Titles by Jim Steinmeyer
The Magic of Alan Wakeling: The Works of a Master Magician
Carroll & Graf
September 2006
ISBN: 0786718072
Alan Wakeling’s acclaimed magic has for years been the “secret source” for leading professional magicians. His career featured stage magic, illusions, close-up and stand-up effects, including several complete acts. This book contains professional material developed by Wakeling and used by magicians. Fully illustrated, beautifully and clearly described, this book is a treasure for any aspiring magician. Just ask the magicians, designers, and producers of today, who continue to integrate Wakeling’s routines into their acts. Such people include the authors of this book’s brief introductions: Mark Wilson, Steve Dick, Don Bice, Mike Caveney, Norm Nielsen, Earl Nelson, Ricky Jay, and Channing Pollock.
Art & Artifice
Carroll & Graf
September 2006
ISBN: 0786718064
From the author of Hiding the Elephant and The Glorious Deception comes a collection of five essays that shows how the great stage illusions were integrally products of their time, based on the traditions and fashions of the people, and the offspring of the incredible, inventive personalities who brought them to the stage. Like no other author, Jim Steinmeyer gives us insight into the timeless appeal of magic. His human subjects include such characters as Steele MacKaye, Maskelyne, David Devant, P.T. Selbit, Horace Goldin, and Charles Morritt. Illusions he discusses include: The Mascot Moth, Sawing a Lady in Halves, and Morritt's Disappearing Donkey.

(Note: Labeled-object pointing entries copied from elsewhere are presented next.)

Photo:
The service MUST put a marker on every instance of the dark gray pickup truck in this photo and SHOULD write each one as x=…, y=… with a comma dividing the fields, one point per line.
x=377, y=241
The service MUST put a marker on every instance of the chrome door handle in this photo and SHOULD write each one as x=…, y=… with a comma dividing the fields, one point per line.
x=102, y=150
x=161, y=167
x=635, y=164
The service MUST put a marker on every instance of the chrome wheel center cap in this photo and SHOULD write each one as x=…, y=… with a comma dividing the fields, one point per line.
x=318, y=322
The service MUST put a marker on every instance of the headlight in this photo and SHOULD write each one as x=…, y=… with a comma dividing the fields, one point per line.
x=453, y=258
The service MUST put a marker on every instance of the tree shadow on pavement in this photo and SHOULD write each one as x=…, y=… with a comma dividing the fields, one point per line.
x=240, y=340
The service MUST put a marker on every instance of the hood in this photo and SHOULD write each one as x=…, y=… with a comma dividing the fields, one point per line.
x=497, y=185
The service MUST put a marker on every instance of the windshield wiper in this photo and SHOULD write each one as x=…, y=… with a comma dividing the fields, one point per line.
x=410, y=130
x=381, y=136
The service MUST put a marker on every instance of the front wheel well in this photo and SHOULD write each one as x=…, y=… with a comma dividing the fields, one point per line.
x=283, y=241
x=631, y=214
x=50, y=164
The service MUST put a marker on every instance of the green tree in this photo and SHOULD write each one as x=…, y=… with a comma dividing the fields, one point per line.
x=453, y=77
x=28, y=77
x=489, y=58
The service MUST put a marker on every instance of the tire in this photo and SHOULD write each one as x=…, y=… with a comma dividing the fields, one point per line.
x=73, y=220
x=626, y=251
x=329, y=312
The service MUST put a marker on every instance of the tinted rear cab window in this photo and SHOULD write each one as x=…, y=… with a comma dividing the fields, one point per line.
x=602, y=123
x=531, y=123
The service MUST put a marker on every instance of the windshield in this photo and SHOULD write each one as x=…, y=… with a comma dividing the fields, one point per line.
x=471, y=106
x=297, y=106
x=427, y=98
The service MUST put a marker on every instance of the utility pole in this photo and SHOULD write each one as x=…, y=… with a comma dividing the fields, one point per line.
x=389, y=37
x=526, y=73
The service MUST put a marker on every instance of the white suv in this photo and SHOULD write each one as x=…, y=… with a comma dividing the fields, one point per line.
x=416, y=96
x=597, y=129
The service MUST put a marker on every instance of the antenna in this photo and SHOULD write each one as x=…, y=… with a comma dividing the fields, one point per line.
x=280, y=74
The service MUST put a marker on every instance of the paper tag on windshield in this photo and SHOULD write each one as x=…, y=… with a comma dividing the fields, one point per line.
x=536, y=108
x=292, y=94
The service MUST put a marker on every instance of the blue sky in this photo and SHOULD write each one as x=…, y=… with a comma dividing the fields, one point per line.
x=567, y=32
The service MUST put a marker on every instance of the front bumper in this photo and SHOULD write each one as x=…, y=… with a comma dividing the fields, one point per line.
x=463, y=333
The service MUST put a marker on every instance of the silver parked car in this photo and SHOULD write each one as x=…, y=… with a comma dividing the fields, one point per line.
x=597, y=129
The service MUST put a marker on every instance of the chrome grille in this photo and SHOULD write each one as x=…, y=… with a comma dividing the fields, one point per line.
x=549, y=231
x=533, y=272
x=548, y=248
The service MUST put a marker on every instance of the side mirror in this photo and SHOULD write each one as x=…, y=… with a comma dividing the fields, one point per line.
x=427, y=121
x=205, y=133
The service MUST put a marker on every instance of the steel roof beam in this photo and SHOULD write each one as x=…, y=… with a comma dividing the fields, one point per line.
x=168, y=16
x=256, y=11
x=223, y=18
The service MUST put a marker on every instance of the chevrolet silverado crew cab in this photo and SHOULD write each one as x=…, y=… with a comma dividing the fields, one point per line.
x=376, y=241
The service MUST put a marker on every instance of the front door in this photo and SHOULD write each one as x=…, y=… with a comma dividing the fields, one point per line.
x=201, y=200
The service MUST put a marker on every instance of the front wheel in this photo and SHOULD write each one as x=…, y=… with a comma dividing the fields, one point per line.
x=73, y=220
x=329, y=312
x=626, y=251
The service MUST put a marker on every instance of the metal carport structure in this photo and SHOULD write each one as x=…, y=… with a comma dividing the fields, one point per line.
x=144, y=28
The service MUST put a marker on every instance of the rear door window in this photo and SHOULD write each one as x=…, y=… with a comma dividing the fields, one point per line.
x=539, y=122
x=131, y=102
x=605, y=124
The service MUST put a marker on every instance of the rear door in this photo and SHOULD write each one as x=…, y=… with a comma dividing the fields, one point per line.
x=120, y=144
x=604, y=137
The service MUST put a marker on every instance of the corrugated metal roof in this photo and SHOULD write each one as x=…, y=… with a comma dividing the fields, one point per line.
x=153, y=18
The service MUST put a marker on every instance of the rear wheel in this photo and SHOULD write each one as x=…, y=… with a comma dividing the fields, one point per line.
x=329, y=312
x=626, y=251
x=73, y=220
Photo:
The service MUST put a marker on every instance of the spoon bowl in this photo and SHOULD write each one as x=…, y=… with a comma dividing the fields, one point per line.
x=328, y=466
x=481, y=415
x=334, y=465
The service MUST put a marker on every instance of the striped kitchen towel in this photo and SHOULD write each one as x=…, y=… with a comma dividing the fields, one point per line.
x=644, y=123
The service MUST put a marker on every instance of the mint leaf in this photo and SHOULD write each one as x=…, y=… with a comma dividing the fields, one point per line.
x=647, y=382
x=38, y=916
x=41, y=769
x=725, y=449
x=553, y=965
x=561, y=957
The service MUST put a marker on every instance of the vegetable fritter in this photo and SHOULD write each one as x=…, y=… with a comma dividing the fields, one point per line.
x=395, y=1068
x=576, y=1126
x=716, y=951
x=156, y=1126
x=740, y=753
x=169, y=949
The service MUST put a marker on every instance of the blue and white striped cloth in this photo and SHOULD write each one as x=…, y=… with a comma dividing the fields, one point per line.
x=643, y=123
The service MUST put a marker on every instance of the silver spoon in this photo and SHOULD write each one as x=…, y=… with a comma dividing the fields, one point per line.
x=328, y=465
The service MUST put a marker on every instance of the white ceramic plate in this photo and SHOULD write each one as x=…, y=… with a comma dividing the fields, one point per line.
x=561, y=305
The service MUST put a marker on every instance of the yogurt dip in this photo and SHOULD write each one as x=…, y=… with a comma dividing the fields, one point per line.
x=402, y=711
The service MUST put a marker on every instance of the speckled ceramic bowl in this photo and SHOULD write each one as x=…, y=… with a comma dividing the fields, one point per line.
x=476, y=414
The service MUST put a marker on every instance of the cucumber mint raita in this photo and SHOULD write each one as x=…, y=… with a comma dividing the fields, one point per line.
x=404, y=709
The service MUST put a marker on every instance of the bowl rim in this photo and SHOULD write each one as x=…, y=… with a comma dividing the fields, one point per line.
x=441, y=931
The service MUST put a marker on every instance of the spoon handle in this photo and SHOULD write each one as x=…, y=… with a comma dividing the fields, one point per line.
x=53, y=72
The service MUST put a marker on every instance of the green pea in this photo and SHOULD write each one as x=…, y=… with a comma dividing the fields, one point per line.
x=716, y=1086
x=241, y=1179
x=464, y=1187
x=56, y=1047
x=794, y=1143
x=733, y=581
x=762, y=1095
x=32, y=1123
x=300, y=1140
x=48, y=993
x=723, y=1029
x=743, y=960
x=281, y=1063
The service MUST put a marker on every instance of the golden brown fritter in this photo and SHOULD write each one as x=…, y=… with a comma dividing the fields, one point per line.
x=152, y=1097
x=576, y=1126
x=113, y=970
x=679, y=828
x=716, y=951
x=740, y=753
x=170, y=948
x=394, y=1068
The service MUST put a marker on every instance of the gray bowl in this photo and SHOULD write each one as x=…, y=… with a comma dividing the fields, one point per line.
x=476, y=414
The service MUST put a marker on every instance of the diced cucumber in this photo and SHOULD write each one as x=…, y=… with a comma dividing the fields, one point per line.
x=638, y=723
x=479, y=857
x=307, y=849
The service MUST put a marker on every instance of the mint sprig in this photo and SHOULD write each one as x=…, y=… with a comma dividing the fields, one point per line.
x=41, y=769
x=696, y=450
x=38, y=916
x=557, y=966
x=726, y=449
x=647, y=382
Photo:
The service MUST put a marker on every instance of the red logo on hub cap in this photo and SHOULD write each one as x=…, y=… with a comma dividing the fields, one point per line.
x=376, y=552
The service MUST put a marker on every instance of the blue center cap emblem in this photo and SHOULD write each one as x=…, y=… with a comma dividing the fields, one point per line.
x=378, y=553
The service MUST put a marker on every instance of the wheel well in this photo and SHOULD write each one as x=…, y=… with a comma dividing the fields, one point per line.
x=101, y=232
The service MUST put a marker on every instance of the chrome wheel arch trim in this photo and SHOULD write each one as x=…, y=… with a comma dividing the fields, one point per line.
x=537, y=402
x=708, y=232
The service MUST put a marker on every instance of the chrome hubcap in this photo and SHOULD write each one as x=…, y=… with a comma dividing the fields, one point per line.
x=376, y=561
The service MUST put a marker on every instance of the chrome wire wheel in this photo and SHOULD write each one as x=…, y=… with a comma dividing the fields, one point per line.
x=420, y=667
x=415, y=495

Hiding the Elephant: How Magicians Invented the Impossible and Learned to Disappear
Carroll & Graf
September 2003
ISBN: 0786712260
Harry Houdini was the greatest escape artist in history, yet known to his contemporaries as a terrible stage magician. Nevertheless, in 1917 he performed a single illusion that has been hotly debated ever since: Under the bright spotlights of New York’s Theatre Hippodrome, he made a live elephant disappear. Where did he learn this amazing trick and how did it work? The answers lie in magic expert Jim Steinmeyer’s chronicle of illusionary innovation, backstage chicanery and espionage, elevated showmanship, and keen competition within the world of magicians. Steinmeyer has captured the cultural history of magic during its “Golden Age” in America and abroad. Readers will learn the secrets and life stories of the fascinating personalities behind optical marvels such as floating ghosts appearing onstage and interacting with live actors, disembodied heads, and vanishing ladies. The people and events surrounding each step toward “The Vanishing Elephant” reveal how simple principles, mixed with ingenious psychology, can entertain and deceive. Houdini’s great feat of invisibility was based on a secret passed onto him by Charles Morritt, and the trick remained their secret for more than eighty years. In this book, Steinmeyer reveals Houdini’s mystery and more.
Author Bio
The New York Times calls Jim Steinmeyer the “celebrated invisible man—inventor, designer and creative brain behind many of the great stage magicians of the last quarter-century.” Recognized for his extensive, innovative creations in magic, a recent profile concluded that Jim was “the best living originator of stage illusions,” noting his many creations as the “defining illusions in contemporary magic.” Jim Steinmeyer has worked with virtually every leading magician around the world, produced magic on television, and written extensively on his illusions as well as his research into the history of magic.